Спокойно, деловито, без лишних слов Молли принялась приводить в порядок платье. Синтия сидела неподвижно, но спокойной не выглядела. О, до чего же Молли хотела, чтобы она ушла!

— Возможно, — проговорила Синтия после долгого задумчивого молчания, — мы с ним так и не поженимся.

— Почему же? — удивилась Молли, не скрывая горечи. — Нет ничего такого, что дало бы тебе повод сомневаться.

— О, только не воспринимай мои слова слишком серьезно! — пожала плечами Синтия. — Пожалуй, я думаю вовсе не так, как говорю. Шансы за и против, пожалуй, равны: два года — это очень долго! Он может передумать, или я, или появится кто-то еще… Что ты на это скажешь, Молли? О таком мрачном событии, как смерть, даже не думаю, но за два года всякое может случиться!

— Не говори так! Пожалуйста, не надо! — жалобно взмолилась Молли. — Можно подумать, что ты к нему равнодушна, а ведь он так тебя любит!

— Разве я сказала, что равнодушна? Всего лишь просчитывала шансы. Уверена: не случится ничего такого, что могло бы помешать свадьбе. Но, сама понимаешь, все бывает, так что нелишне заглянуть в будущее и представить, что может произойти. Знаешь известную мудрость? Надейся на лучшее, но думай о худшем. Но вижу, что сейчас ты не в настроении воспринимать подобные истины, поэтому пойду готовиться к обеду, а тебя оставлю заниматься платьем.

Прежде чем Молли осознала ее намерение, Синтия обхватила ее лицо ладонями и чмокнула в нос, после чего легко удалилась.

Глава 35Маневр матушки

Мистер Гибсон за обедом не присутствовал — должно быть, задержался у пациента. Событие вполне обычное.

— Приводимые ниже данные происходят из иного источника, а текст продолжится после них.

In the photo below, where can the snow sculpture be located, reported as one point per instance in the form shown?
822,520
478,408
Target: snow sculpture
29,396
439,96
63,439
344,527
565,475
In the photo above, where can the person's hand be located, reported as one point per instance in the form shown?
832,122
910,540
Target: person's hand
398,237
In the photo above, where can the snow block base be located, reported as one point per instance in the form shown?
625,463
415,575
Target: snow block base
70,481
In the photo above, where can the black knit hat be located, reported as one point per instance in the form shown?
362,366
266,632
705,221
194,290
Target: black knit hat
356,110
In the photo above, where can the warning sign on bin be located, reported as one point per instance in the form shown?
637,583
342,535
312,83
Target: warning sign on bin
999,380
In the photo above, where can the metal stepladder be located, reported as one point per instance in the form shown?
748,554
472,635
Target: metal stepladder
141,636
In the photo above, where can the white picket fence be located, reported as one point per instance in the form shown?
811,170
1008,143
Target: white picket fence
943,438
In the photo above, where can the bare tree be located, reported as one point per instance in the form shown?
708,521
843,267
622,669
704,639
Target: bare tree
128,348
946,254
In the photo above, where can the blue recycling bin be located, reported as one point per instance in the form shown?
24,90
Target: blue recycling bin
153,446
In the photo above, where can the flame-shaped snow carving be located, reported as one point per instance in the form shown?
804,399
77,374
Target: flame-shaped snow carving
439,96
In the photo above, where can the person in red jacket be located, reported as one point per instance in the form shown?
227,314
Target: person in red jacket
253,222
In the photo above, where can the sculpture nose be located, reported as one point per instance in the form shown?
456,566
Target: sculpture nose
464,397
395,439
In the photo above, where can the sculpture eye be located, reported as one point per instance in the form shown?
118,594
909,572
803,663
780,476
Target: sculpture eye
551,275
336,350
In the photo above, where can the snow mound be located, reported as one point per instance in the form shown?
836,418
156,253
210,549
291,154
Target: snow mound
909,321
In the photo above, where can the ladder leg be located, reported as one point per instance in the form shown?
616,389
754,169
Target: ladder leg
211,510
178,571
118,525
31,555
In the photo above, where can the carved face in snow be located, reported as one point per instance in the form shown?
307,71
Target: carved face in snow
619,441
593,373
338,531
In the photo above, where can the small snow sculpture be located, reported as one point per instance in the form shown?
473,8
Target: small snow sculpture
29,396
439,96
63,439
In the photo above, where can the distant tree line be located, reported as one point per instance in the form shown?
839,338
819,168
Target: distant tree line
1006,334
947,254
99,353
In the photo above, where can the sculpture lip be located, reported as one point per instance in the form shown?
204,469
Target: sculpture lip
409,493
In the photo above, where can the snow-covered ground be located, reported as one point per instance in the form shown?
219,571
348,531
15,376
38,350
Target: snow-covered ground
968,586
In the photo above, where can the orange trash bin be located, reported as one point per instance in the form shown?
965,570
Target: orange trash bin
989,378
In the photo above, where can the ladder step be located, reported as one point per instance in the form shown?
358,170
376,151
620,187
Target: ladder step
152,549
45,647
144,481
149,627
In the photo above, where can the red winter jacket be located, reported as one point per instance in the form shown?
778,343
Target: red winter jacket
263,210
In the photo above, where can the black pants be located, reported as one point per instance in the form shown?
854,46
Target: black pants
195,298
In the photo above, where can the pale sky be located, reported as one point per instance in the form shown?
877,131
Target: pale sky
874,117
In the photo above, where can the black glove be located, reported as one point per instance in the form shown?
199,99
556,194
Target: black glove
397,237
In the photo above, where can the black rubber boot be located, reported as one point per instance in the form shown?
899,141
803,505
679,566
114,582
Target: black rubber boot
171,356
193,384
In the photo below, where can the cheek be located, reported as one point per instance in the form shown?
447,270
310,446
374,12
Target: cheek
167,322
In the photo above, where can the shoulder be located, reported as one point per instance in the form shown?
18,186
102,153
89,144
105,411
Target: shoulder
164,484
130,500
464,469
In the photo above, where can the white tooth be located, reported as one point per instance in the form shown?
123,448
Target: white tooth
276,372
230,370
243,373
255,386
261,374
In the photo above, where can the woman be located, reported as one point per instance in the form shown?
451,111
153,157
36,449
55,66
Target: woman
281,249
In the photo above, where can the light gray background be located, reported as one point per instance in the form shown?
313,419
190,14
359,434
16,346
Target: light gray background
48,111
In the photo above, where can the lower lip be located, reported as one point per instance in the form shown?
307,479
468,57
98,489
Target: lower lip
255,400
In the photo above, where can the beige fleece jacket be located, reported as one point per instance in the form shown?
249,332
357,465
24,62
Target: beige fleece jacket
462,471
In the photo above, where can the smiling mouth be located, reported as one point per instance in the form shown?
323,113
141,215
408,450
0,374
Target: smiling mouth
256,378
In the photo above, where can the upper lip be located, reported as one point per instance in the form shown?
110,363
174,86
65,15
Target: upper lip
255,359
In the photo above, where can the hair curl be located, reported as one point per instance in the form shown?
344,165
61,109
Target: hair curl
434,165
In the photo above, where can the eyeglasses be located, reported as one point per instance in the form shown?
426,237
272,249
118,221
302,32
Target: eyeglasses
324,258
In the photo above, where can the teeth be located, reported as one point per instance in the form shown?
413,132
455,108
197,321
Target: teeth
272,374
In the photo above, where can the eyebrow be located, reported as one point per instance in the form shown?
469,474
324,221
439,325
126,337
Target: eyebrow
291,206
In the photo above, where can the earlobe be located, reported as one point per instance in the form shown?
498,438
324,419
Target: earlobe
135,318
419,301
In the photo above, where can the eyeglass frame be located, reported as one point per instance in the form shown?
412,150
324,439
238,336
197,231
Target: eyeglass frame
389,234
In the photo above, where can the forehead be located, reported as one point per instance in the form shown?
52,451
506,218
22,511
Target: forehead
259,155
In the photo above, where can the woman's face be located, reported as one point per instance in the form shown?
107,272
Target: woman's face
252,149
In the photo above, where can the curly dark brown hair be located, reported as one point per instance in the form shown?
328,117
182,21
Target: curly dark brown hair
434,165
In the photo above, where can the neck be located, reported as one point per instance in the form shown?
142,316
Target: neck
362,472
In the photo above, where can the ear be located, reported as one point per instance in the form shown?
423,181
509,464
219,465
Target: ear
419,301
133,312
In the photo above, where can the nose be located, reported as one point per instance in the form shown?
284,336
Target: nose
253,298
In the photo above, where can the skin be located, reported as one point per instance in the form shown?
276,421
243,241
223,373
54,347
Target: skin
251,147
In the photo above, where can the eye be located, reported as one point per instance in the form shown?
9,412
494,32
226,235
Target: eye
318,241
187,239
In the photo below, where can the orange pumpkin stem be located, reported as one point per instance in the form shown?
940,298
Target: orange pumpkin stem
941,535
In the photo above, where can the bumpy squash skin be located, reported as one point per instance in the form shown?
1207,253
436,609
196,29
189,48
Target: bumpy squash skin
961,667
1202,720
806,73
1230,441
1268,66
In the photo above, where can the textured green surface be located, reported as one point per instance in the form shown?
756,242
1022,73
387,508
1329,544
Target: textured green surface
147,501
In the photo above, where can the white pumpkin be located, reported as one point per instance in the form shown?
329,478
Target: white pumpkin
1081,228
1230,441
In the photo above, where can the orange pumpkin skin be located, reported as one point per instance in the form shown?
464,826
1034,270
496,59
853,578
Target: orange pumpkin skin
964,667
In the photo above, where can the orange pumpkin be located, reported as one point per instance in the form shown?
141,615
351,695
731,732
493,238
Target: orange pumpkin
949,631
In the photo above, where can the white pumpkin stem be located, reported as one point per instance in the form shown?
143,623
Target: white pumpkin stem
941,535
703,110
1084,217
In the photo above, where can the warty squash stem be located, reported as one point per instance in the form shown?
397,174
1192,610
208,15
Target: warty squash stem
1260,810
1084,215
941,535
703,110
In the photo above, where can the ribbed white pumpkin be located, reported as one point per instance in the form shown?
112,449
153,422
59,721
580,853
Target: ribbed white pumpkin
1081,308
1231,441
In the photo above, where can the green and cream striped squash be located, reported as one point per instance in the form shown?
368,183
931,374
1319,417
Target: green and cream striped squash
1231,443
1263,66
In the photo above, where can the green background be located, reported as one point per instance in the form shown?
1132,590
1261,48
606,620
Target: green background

Необычным стало то, что спустя пару часов, когда он сидел в столовой за поздней трапезой, миссис Гибсон спустилась и составила ему компанию. Обычно она предпочитала кресло или уголок дивана наверху, в гостиной, хотя очень редко позволяла падчерице воспользоваться упущенной ею привилегией. Молли с радостью сидела бы с отцом всякий раз, когда он обедал один, но ради мира в семье отказывалась от собственных желаний.